Nyayabhanga shifted uncomfortably. "People always complain about judges."

"True. Let me look into your grandson's case."

Tenali investigated. The grandson's claim was legitimate, he HAD been cheated by a corrupt judge.

But Tenali also looked into Nyayabhanga's own history. He found old records, cases where the verdict made no sense, where poor people with strong cases lost to rich people with weak ones.

"I have good news and bad news," Tenali told Nyayabhanga. "The good news: your grandson will get justice. The corrupt judge will be removed."

"Excellent!"

Tenali revealing that Nyayabhanga's former clerk became the corrupt judge

"The bad news: you taught him."

"What?"

"The corrupt judge was your former clerk. He learned from watching YOU. For thirty years, you sold justice. Now you're outraged when someone does the same to your family?"

Nyayabhanga turned pale.

"The king has reviewed your old cases," Tenali continued. "Seventeen will be re-examined. The families you wronged will finally receive justice, paid from YOUR retirement wealth."

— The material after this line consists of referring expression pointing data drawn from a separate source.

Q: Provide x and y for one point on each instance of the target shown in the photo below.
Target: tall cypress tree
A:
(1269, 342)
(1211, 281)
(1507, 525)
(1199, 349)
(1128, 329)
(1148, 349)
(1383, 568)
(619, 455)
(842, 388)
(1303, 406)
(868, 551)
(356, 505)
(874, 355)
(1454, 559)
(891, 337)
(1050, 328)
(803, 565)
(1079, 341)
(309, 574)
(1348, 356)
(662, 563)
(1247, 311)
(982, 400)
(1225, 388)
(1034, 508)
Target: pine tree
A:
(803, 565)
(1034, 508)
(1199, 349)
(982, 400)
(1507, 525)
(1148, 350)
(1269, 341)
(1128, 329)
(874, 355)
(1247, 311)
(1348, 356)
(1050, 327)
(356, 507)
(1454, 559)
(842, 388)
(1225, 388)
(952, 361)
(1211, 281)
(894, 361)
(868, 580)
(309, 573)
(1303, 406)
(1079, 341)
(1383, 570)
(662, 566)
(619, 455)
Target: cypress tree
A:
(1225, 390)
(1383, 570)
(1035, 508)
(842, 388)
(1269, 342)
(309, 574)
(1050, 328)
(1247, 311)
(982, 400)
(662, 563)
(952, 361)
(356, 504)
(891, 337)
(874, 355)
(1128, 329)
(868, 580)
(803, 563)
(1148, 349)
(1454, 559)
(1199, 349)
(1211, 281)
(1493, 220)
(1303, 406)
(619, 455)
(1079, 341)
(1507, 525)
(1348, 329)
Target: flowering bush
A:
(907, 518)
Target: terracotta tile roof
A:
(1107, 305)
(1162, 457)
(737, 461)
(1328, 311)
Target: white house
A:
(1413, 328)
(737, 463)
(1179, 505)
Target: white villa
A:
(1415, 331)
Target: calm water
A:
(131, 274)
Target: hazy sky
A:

"But... but that was years ago!"

"Karma doesn't forget," Tenali said. "You planted seeds of injustice for decades. Now the harvest has come."

The Wisdom

Both stories teach us something important: power doesn't protect you from consequences forever.

Durbuddhi thought his position made him untouchable. But corruption leaves traces, and eventually those traces were found.

Nyayabhanga thought he'd gotten away with it. But his own actions created more corruption that eventually hurt his own family. The injustice he spread came back to him.

This is what the ancient texts call karma, the law of action and consequence. It doesn't mean instant punishment. Sometimes it takes years, even decades. But it's patient. It remembers. And eventually, it returns.

In Your Life

You might sometimes see people get away with bad behavior. The bully who never gets caught. The kid who cheats on tests and gets good grades. The person who lies and seems to win.

It can feel unfair. Why do THEY get away with it?

But here's what these stories teach: "getting away with it" is usually temporary. Bad habits create more problems. Enemies accumulate. Trust is lost. And often, the thing you did to others eventually gets done to you.

More importantly, when you do wrong things, YOU know. You have to live with yourself. That's a kind of consequence too.

The safest, happiest path? Don't plant seeds you don't want to harvest.